Crucially, almost all businesses assessed by the Carbon Trust were found to have scope for improving general energy management practices and behaviours, which require minimal investment to implement. This finding is supported by Environment Agency data which suggested that more than 40% of ESOS participants that complied before the original December deadline had to make estimates to determine their total energy consumption - showing a clear deficiency in the measurement practices that underpin good management of energy.
"Based on our experience so far it is fair to say that ESOS has been successful in making sure that businesses have properly assessed and better understood their energy saving opportunities," added Tobin. "But the real proof of success will be in the rates of actual implementation.
"We would encourage all ESOS participants to make the most of having to undergo a compliance process and realise the significant cost savings on offer."
ESOS requires all 'large undertakings’ with more than 250 employees or a turnover of more than €50m to produce detailed reports on their energy use and efficiency every four years. Lead assessors will carry out an energy audit, paid for by the business, but there is no obligation to implement any of the efficiency measures identified.

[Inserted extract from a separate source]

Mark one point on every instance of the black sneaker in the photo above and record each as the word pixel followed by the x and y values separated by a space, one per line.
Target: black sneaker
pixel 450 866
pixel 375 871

An initial low uptake of the scheme meant that the ESOS compliance deadline was put back to 29 January, 2016. But even by that deadline, the Environment Agency had received 5,948 notifications of compliance and exactly 1000 notifications of intent to comply, thousands more organisations unaccounted for.
The Agency is now allowing an extended grace period of up to three months for all ESOS-qualifying firms to become fully compliant with the scheme, meaning that the ultimate deadline stands at 29 April.
The circa 10,000 businesses affected by ESOS are facing total assessment costs estimated at £165m, but - as identified here by the Carbon Trust - the resulting financial benefits of implementing energy efficiency improvements could massively outweigh the costs of administrating the scheme.